Algumas funções, como strtolower()
, strtoupper()
e semelhantes, comportaram-se de forma não
determinística no passado recente e dependiam da configuração setlocale()
. Isso causou muitas complicações, mais
frequentemente ao trabalhar com a língua turca. Isso porque o turco distingue entre letras I
maiúsculas e
minúsculas com e sem ponto. Assim, strtolower('I')
retornava o caractere ı
e
strtoupper('i')
o caractere İ
, o que levou as aplicações a causar uma série de erros misteriosos.
No entanto, esse problema foi corrigido na versão 8.2 do PHP e as funções já não dependem do locale.
Este é um bom exemplo de como o estado global atormentou milhares de desenvolvedores em todo o mundo. A solução foi substituí-lo por injeção de dependência.
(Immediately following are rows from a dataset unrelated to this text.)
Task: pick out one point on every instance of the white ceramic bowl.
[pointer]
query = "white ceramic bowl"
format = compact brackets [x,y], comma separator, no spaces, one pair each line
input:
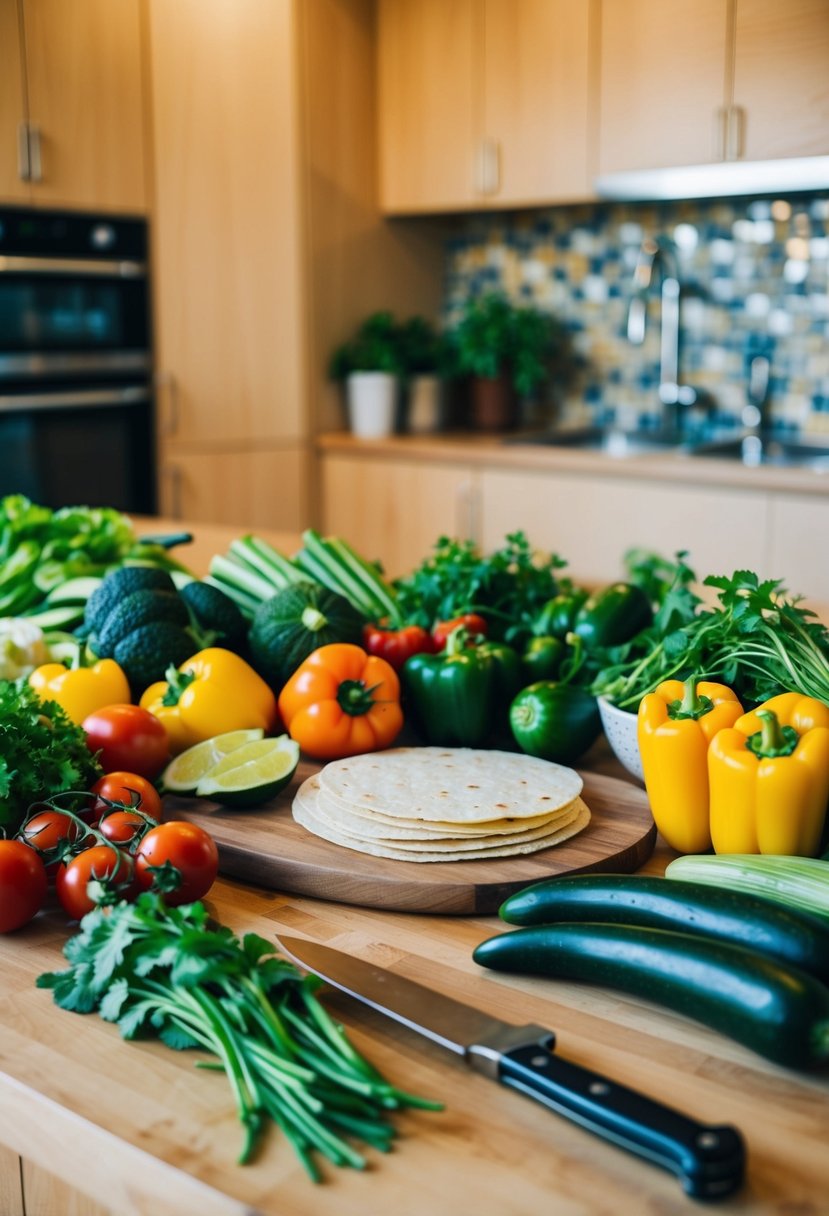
[619,726]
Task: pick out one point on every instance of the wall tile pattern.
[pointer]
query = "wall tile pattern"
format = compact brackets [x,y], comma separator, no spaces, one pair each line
[755,280]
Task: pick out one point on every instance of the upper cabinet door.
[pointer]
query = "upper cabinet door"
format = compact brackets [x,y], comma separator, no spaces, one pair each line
[780,79]
[13,150]
[663,83]
[84,71]
[428,103]
[536,99]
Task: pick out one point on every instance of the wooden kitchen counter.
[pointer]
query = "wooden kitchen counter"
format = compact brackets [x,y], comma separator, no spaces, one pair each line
[142,1132]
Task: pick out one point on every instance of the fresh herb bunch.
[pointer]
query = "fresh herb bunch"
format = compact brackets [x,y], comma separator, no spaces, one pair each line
[507,586]
[41,549]
[169,972]
[757,640]
[41,750]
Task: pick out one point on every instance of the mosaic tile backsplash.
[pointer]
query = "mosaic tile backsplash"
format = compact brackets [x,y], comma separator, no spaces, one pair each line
[754,281]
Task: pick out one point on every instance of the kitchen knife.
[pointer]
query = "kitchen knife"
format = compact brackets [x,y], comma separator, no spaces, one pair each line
[709,1160]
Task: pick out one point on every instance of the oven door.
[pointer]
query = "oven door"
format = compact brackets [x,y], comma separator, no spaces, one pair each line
[84,445]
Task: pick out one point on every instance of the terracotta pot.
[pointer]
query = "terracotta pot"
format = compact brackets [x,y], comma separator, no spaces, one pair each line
[494,404]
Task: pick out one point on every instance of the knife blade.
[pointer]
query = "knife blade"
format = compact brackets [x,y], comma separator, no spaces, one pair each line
[708,1159]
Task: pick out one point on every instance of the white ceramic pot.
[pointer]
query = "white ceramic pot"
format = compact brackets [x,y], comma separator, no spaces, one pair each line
[372,403]
[424,404]
[620,727]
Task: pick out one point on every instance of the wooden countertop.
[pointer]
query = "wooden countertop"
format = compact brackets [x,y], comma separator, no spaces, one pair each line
[139,1129]
[502,451]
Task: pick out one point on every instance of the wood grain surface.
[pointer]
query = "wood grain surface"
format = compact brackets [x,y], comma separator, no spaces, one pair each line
[266,846]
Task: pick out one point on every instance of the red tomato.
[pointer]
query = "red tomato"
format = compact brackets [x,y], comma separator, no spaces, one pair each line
[190,849]
[122,827]
[100,862]
[23,884]
[118,787]
[129,738]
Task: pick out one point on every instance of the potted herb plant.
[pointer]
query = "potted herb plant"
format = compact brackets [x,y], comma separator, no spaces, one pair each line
[370,365]
[507,352]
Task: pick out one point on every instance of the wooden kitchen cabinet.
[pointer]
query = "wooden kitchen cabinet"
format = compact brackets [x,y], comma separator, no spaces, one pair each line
[483,102]
[700,82]
[393,511]
[72,105]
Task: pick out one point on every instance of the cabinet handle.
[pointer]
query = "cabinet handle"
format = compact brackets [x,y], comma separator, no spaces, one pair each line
[23,158]
[736,136]
[718,133]
[35,159]
[168,389]
[489,167]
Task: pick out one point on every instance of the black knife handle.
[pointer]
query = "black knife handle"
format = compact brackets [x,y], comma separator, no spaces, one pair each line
[709,1160]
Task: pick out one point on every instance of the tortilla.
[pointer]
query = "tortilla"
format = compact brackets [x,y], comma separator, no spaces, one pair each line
[451,784]
[424,854]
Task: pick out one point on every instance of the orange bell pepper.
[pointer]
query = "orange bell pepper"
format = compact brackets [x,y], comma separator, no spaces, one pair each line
[676,724]
[342,702]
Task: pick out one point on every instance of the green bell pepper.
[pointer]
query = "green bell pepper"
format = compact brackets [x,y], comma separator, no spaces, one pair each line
[452,693]
[613,615]
[554,720]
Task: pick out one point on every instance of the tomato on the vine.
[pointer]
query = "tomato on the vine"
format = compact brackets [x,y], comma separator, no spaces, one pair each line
[129,739]
[186,846]
[102,862]
[23,884]
[122,787]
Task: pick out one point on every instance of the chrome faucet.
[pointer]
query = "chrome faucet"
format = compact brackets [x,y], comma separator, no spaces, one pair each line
[659,255]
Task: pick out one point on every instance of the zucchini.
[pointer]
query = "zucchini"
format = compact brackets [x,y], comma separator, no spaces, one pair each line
[717,913]
[776,1009]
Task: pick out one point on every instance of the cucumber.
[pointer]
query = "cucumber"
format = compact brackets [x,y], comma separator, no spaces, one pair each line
[75,591]
[689,907]
[776,1009]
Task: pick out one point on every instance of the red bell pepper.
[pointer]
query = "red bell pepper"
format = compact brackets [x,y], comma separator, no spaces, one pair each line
[396,645]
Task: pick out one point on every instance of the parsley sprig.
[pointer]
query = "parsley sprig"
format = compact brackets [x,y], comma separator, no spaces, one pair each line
[171,973]
[757,640]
Quando é possível usar estado global?
Existem certas situações específicas em que é possível utilizar o estado global. Por exemplo, ao depurar código, quando você precisa imprimir o valor de uma variável ou medir a duração de uma determinada parte do programa. Nesses casos, que dizem respeito a ações temporárias que serão posteriormente removidas do código, é legítimo usar um dumper ou cronômetro globalmente disponível. Essas ferramentas não fazem parte do design do código.
Outro exemplo são as funções para trabalhar com expressões regulares preg_*
, que internamente armazenam
expressões regulares compiladas em um cache estático na memória. Assim, quando você chama a mesma expressão regular várias
vezes em diferentes partes do código, ela é compilada apenas uma vez. O cache economiza desempenho e, ao mesmo tempo, é
completamente invisível para o usuário, portanto, tal uso pode ser considerado legítimo.
Resumo
Discutimos por que faz sentido:
- Remover todas as variáveis estáticas do código
- Declarar dependências
- E usar injeção de dependência
Ao pensar no design do código, lembre-se de que cada static $foo
representa um problema. Para que seu código
seja um ambiente que respeite DI, é essencial erradicar completamente o estado global e substituí-lo por injeção de
dependência.
Durante esse processo, você pode descobrir que é necessário dividir a classe porque ela tem mais de uma responsabilidade. Não tenha medo disso; busque o princípio da responsabilidade única.
Gostaria de agradecer a Miško Hevery, cujos artigos, como Flaw: Brittle Global State & Singletons, são a base deste capítulo.